How to Spy on Your Child Online
Why you should monitor kids' computer and cell phone use, and when you shouldn't
PCs and Macs have parental controls built into their operating systems, and each of their newest systems (Windows Vista and Mac's Leopard) offers parents more control than ever, says Ismael Matos of Geek Squad, a technology-support company. If you're considering upgrading your operating system, that switch might save you the cost of additional monitoring software.
To use your computer's controls, first set up individual user accounts for each of your kids. Check your computer's user guide if you're not sure how to do this.
Mac users: Next, choose System Preferences on the Apple menu, and click on Accounts. For each child's account, click on Parental Controls and you'll be given a list of categories (Mail, Safari, etc.) that you can restrict or monitor.
If you're running Leopard, Matos says, you can record IM conversations and designate with whom the child can talk via e-mail or iChat, among other things. You can also limit screen time. For instance, you can set the computer to automatically log your kids out at 8 p.m.
Windows users: The parental controls are accessed through the Control Panel. Look for User Accounts and Family Safety Control Panel. With Windows Vista, you'll be given choices about web restrictions and also have the option of receiving reports on your child's use of the computer. You can designate certain hours off-limits and block objectionable video games and programs.

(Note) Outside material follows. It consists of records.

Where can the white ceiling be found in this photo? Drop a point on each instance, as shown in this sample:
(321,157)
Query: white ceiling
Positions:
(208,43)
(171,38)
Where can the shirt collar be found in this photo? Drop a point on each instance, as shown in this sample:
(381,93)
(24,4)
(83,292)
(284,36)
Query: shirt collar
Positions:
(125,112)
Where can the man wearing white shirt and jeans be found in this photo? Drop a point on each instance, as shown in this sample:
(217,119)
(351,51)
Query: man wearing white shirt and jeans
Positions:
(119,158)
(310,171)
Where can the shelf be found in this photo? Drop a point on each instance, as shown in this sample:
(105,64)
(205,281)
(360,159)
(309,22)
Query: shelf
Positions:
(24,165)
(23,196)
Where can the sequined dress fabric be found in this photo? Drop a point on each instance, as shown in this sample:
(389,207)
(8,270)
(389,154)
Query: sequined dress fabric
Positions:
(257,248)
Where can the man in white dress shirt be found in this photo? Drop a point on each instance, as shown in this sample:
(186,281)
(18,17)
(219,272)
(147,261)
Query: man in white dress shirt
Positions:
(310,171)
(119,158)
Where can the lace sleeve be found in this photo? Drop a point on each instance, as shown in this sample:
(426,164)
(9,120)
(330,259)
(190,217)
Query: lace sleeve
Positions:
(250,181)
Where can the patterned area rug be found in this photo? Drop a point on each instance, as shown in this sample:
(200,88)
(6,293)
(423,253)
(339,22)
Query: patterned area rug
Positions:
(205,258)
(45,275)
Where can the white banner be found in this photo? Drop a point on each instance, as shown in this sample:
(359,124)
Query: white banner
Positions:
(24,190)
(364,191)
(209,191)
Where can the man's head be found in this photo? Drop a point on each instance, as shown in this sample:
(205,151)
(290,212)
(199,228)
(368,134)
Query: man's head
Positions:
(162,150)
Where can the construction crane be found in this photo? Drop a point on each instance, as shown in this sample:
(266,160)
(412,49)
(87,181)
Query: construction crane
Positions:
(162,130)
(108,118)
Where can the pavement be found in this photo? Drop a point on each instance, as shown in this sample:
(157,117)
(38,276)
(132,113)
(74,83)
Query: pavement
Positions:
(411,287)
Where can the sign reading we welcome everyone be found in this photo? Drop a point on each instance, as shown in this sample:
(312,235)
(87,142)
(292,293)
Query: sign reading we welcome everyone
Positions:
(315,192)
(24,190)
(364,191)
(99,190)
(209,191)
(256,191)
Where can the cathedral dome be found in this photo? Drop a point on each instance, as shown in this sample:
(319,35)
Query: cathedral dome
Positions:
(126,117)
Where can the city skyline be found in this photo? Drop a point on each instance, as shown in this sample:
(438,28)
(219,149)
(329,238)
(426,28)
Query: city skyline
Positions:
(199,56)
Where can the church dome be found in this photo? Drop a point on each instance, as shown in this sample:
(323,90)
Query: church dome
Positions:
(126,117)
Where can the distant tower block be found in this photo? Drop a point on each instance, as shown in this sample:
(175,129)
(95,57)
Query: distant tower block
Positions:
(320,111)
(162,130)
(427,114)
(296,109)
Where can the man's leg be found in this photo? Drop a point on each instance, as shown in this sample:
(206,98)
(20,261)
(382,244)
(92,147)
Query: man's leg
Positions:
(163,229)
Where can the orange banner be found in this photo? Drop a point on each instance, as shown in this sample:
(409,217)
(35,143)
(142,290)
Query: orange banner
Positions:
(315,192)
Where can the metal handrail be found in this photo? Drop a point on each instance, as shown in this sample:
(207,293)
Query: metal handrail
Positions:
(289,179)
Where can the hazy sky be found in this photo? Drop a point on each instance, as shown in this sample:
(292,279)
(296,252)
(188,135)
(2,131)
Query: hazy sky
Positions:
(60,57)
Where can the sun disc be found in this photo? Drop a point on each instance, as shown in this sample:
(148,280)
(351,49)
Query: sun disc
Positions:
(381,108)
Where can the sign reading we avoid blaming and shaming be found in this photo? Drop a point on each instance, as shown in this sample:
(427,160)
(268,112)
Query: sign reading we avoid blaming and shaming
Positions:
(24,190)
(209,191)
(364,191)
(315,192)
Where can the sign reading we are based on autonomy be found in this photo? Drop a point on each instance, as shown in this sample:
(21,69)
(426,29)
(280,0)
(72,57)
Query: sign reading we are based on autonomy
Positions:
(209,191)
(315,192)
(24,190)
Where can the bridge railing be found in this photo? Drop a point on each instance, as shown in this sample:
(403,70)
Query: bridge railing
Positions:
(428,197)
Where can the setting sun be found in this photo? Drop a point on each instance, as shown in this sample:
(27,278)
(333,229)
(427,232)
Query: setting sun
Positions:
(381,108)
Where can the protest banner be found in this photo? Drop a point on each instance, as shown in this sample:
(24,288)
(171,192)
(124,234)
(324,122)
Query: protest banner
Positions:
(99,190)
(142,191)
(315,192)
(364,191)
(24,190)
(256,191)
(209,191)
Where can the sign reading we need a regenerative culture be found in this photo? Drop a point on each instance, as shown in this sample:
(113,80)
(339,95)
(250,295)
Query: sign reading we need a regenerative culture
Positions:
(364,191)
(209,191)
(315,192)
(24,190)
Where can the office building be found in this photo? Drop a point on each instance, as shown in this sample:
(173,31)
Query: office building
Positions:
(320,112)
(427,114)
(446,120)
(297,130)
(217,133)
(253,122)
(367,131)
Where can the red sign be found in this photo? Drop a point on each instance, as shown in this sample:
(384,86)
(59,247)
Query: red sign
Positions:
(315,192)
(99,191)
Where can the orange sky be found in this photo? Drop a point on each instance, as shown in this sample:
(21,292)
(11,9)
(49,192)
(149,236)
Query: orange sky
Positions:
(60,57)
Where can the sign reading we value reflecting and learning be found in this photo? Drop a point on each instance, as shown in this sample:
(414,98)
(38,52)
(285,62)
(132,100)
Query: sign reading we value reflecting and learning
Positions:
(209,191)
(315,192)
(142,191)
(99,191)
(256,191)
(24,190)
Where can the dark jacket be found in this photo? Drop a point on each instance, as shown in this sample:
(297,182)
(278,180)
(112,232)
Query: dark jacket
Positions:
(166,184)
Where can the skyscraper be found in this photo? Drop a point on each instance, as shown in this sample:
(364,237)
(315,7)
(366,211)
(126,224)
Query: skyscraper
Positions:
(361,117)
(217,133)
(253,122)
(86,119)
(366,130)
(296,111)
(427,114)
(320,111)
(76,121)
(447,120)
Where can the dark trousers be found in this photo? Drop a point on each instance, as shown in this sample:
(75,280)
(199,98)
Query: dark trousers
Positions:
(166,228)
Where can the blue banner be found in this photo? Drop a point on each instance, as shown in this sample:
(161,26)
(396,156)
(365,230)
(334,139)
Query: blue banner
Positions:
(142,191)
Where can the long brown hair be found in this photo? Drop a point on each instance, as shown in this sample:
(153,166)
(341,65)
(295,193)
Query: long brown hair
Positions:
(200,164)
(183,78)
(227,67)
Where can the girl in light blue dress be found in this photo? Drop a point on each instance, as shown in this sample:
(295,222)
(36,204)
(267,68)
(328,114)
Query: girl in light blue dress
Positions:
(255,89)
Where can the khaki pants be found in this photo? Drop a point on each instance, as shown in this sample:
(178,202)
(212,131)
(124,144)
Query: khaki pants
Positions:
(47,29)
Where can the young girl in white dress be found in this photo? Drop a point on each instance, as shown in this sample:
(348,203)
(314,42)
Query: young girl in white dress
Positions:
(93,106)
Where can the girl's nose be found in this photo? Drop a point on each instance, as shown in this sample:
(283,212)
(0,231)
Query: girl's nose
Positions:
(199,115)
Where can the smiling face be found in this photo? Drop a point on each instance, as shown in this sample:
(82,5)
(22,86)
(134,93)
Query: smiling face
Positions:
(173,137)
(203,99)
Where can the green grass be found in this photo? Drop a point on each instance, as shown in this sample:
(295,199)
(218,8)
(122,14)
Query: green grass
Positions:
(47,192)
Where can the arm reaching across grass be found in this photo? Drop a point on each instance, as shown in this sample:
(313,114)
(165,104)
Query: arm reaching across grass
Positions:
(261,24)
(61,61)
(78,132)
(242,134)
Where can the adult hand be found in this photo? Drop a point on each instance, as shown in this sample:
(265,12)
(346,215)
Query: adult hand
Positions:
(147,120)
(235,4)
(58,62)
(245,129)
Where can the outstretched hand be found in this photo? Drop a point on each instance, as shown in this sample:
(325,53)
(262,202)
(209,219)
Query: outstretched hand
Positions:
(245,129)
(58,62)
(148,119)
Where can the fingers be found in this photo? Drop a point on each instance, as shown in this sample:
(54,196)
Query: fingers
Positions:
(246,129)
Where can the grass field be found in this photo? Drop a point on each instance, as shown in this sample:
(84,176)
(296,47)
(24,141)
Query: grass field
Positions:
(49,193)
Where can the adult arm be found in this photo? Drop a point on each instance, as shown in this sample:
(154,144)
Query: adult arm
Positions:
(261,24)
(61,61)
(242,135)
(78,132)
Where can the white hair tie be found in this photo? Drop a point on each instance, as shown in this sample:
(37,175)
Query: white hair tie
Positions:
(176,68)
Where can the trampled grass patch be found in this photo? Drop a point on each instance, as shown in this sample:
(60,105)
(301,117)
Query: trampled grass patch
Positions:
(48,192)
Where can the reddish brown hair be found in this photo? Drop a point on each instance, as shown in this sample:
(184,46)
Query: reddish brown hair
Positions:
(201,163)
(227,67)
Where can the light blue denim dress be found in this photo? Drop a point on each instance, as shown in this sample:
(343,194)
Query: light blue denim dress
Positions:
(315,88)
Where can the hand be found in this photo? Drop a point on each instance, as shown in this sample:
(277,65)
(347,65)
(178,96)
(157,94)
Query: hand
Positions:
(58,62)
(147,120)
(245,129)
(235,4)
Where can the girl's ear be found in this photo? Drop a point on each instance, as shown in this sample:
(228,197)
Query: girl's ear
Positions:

No matter which system you have, most browsers (Safari, Firefox, etc.) have an automatic history log that shows which sites have been visited. Check your user manual to learn how to check the history, if you're not familiar with it. Make sure to check all the browsers on your computer if you have more than one. And be warned: Kids can learn how to delete the history to cover their tracks, so ask questions if you discover that the history was cleared by someone other than you.
Need more help? Both Apple (Macs) and Microsoft (Windows) have online tutorials and detailed info on their websites -- just Google "parental controls" and "Apple" or "Microsoft" to find them. Mac users can also make an appointment at an Apple store if there's one nearby. Or you can call 800-Geek-Squad for a phone consultation or to schedule a visit (it's pricey, though -- home visits start at $99).
With most issues of safety -- climbing a tree, riding a bike, crossing the street -- we progressively give kids more freedom. But in the digital world, new and different risks come up as they grow. Your instinct might be to back off as they approach the tween years, but that's when to get even more involved. And when they hit you with that tried-and-true "but all my friends are doing it" cry, compare notes with other parents; you'll probably find out that most are just as concerned (plus, you'll see which ones let their kids have unrestricted Internet access!).
Keep in mind that any protection you give your kids will, of course, be incomplete. The world is out there in all its beauty and ugliness, and some of that will come through the modem no matter what. Just don't throw up your hands and give up. Says Cynthia Edwards, Ph.D., a professor of psychology at Meredith College in Raleigh, NC: "Start the conversation early, and keep the conversation going."